Now that we’ve gotten the robots to achieve the rough set up for a lunar foothold, and a crewed mission or two to really fine-tune everything, it would then be time for building a home. Or at the very least, begin trying the site on for size and ironing out the surprises of daily living on the Lunar surface. Now we would be path-finding our way, in a phase called Short Term Lunar Outpost (OPS.9)
Of course, the first question many people will ask is “What is the difference between Short-Term and Long-Term Outposts?”
In this case, short-term means that the missions are not meant to support continual habitation of the Moon. We would bring all our critical supplies with us there, and not rely on in-situ methods to provision ourselves. Food, water, furnishings, and other things would be cargo on missions headed to the outpost. By definition, those resources would be limited, and would mean that resupply activities are required to keep the system going.
Now of course, this doesn’t mean that in-situ activities won’t be pursued. On the contrary, the primary mission of the short-term crew teams will be to operate many different live-off-the-land programs during their stay. In fact, the results of those operations would be technological studies of their own meant to vet what ideas work, and what doesn’t. Growing food? They’ll be Lunar farmers. Generating/Regenerating life support? Hardware will be in place to work out the details. More surface construction and improvement of outpost infrastructure? The crews will serve as the pioneering “city managers” to bring the little burg into its own.
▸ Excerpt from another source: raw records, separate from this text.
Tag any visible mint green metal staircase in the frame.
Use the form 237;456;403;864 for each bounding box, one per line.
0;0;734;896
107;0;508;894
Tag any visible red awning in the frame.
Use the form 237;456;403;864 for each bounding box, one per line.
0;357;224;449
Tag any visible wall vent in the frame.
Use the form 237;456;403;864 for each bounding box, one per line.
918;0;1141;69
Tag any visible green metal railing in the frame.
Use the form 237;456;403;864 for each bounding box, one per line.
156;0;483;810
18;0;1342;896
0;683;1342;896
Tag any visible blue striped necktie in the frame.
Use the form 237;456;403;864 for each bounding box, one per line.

When the tenure of these crews is at an end, a new crew would be sent up to relieve them. The work going on at that time would be continued or closed out as appropriate, and new ideas to be evaluated would be delivered with this new crew. The previous crew would return home, with new tasks on Earth to build on what they learned on the Moon. This cycle would continue until milestones are met showing that Lunar living at the outpost is passably safe and real work beyond development of the site can be pursued with gusto.